To match the PCB layout with the mechanical design of the device, design engineers and electronics engineers work together
Below you see a possible evolution of a circuit board. Often, the first prototypes are assembled utilizing development kits (demonstration kits). Therefore, such demo boards with extra wiring would not correspond to the dimensions of the housing you need. According to the MD requirements, an electrical engineer adjusts the size of the board to the dimensions of the housing and the location of internal elements, such as connectors and LEDs. This may take several iterations
5. Hardware Development Documentation
Below you see a simplified diagram of the development of smart speakers. As the diagram shows, you need to take care of several subsystems at once. Correct and complete documentation is important to synchronize all task flows and requirements.
There are 3 main documents required for developing gadgets:
PRD (Product Requirements Document) – a document with product requirements.
SRS (Software Requirements Specification) – a document with software requirements.
CMF (Colors, Materials, and Finish) – a list of materials, colors, and coatings.

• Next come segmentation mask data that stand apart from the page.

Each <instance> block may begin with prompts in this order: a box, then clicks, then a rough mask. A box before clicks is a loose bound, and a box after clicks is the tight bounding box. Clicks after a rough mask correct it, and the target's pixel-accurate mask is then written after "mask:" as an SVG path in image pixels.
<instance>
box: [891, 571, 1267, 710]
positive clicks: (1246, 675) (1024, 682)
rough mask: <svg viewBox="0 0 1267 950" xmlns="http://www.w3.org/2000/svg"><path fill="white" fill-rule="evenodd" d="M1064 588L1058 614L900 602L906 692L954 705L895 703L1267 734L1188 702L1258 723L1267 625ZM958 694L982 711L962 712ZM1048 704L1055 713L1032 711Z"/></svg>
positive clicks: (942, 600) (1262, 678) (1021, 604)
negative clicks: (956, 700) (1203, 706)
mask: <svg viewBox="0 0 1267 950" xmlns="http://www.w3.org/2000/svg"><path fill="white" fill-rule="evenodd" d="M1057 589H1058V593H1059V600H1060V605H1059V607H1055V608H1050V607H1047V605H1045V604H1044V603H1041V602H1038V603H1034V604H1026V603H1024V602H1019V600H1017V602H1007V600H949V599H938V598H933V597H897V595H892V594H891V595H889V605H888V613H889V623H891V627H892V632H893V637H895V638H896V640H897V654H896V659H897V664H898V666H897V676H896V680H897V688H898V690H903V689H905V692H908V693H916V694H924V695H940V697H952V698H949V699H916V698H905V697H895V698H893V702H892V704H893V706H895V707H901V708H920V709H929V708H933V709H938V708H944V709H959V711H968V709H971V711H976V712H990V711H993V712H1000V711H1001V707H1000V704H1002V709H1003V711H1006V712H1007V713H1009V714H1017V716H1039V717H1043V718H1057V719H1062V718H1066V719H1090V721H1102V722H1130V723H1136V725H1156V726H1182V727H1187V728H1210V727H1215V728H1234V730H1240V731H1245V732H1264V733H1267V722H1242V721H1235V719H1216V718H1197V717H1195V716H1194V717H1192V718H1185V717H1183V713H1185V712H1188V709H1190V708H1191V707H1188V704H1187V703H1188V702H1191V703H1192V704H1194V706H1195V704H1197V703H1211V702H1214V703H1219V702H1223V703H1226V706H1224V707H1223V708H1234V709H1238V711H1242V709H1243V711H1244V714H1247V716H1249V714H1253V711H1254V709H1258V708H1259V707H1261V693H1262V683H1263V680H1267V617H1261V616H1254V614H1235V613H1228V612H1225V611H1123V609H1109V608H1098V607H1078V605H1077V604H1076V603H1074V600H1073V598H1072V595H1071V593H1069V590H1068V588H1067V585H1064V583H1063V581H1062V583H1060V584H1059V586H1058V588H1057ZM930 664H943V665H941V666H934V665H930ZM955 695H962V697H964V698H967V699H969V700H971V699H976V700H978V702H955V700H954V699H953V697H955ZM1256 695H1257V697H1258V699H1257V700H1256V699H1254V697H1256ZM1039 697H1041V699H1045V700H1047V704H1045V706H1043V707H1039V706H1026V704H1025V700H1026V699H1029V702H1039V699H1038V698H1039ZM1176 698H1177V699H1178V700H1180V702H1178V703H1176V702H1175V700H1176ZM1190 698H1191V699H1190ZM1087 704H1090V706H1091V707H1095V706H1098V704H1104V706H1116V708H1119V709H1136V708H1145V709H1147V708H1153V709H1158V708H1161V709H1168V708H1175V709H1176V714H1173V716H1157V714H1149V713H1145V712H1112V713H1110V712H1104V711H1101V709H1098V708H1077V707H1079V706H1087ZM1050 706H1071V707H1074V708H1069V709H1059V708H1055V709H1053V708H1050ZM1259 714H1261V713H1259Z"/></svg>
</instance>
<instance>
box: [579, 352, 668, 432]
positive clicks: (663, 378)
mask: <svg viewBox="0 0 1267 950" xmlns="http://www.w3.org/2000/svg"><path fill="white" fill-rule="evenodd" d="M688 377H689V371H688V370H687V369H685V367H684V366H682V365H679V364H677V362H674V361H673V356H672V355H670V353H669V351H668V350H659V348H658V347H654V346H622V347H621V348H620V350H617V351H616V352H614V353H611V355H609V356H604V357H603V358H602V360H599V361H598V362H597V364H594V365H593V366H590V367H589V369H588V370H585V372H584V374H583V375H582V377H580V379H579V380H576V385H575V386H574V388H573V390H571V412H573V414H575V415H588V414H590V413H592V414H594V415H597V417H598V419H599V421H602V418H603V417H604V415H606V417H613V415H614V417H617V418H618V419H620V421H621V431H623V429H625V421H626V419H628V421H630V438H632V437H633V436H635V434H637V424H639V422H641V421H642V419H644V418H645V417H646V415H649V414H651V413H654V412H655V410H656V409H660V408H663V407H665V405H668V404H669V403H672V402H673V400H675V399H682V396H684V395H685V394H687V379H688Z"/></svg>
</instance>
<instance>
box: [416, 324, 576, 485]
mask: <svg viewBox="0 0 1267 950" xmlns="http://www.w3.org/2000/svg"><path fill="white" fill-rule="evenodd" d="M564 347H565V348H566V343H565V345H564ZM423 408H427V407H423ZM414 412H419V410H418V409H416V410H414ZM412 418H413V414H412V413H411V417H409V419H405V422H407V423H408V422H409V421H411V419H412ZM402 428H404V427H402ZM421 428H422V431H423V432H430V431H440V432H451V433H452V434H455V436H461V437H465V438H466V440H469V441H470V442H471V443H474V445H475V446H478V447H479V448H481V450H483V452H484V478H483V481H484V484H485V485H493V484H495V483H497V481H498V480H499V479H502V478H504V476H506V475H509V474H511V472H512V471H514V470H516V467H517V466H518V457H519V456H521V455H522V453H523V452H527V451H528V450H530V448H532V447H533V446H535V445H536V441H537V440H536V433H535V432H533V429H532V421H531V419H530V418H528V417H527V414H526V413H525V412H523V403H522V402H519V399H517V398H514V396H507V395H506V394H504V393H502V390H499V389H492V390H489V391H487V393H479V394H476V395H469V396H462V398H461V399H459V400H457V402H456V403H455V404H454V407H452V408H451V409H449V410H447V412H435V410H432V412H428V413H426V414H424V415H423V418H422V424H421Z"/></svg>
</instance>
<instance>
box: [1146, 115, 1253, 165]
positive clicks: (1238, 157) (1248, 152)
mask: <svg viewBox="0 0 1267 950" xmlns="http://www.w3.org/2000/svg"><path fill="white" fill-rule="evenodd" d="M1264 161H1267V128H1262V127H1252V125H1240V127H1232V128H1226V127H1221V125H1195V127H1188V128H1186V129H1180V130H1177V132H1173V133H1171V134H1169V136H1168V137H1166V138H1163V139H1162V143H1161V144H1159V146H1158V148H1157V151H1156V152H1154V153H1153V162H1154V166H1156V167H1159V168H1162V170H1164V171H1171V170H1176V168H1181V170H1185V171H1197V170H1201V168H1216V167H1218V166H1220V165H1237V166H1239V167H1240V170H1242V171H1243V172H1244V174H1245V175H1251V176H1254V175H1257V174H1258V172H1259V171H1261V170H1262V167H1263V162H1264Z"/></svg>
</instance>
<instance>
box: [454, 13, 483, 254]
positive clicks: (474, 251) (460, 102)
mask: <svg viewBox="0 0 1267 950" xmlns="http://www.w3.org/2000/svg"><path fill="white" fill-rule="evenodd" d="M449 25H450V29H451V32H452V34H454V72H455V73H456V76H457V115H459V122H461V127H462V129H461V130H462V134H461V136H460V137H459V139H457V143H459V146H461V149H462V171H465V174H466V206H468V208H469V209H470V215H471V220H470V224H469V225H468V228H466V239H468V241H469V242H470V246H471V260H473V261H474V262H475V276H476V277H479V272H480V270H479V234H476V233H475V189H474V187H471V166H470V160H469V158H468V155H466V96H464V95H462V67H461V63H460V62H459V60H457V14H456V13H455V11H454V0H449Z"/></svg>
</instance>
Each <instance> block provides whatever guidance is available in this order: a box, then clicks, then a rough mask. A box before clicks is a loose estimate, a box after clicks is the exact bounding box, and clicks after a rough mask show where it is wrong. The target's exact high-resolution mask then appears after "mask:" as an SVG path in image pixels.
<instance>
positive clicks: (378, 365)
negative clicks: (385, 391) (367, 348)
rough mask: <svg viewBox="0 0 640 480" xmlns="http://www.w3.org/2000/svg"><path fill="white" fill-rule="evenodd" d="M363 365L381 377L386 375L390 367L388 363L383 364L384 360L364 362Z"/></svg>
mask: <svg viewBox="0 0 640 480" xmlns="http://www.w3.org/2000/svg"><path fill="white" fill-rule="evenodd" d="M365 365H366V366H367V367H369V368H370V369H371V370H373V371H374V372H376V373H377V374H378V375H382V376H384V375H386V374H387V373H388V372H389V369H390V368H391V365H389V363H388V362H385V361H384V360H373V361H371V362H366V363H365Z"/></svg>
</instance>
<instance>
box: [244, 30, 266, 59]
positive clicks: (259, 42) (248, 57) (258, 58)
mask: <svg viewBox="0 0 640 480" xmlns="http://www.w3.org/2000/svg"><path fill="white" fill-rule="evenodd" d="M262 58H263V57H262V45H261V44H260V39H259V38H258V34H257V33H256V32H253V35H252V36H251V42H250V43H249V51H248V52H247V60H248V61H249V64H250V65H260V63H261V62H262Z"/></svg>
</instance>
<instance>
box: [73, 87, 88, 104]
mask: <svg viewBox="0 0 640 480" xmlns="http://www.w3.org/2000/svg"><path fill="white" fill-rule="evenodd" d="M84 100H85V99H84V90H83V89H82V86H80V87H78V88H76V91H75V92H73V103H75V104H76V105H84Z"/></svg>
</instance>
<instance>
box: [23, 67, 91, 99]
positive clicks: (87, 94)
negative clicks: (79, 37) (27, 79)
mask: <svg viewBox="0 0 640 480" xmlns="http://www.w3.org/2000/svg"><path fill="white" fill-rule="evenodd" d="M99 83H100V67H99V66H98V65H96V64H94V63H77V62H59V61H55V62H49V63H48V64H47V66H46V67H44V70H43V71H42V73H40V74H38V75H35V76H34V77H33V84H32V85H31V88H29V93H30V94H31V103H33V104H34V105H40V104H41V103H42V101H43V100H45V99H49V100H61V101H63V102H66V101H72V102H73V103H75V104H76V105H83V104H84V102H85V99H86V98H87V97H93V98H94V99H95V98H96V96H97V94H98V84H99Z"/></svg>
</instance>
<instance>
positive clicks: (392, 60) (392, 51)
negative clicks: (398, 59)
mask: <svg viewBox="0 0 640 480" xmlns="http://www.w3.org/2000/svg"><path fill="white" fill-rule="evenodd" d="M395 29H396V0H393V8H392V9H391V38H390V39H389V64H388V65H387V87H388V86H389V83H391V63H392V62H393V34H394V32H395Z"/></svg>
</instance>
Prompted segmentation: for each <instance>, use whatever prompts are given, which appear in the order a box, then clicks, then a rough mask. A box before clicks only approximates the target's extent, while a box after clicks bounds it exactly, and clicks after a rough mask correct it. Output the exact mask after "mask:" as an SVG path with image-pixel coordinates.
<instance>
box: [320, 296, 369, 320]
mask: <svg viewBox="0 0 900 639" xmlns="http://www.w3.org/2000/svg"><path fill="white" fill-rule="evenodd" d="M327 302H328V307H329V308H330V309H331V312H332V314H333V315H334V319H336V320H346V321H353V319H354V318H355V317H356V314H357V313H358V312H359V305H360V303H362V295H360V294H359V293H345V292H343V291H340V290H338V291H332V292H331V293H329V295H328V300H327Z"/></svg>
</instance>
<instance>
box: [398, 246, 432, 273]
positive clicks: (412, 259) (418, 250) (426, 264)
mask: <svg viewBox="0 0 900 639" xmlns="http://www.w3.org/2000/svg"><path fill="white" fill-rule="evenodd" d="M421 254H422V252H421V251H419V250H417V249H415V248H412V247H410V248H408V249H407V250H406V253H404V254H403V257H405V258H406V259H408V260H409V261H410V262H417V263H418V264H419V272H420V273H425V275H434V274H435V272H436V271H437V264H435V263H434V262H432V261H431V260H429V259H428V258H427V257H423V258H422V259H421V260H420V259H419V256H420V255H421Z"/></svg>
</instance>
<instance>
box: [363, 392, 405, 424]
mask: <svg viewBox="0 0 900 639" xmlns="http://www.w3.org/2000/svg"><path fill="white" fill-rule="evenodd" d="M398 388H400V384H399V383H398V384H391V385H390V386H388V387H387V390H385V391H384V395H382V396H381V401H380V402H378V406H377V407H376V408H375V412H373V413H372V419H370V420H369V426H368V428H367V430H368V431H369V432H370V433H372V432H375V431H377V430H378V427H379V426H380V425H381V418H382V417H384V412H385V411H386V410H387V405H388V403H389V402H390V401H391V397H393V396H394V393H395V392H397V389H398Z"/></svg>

PRD (Product Requirements Document) describes the device, all its technical characteristics, functional requirements, performance indicators, certification requirements, and so on. Its development begins from the moment you come up with the idea for the product. This document continues to evolve throughout all the production stages, including all new additions and changes to requirements.
Why is proper PRD so important?
It synchronizes the teams of engineers, designers, product experts, and business partners involved in the development.
PRD is also an annex to the production contract. The client accepts the first consignment of manufactured products based on the document.
Check the example of the main sections of PRD below:
In addition, it makes sense to write down the requirements for prototypes manufactured at each stage; for example, which functionality you expect at the end of each iteration. We won’t talk about SRS here since we’re focusing on hardware development.
The next document is CMF (Colors, Materials, and Finish) which can be an independent document or be included in the PRD. This document describes the appearance of the device and the parameters of all its details: requirements for colors, materials, performance, and coating.
Below is part of the CMF document for the first-generation Atmotube, a portable air quality sensor, fully developed by our company [notAnotherOne.com].
It also contains QAC (quality acceptance criteria) or CS (cosmetic specification). This is information on tolerances for the manufacturing of parts, for example, color, or minor surface defects such as small chips or scratches. Quality control in production and the documentation used when accepting finished products is based on these requirements.
In addition to specifying the maximum allowable number of defects for each type of surface, the document clearly regulates the verification procedure (lighting, distance from the device being checked to the observer, etc.), and also describes the types of defects.
I hope that the above information and documents have helped to reveal some of the development processes for hardware devices.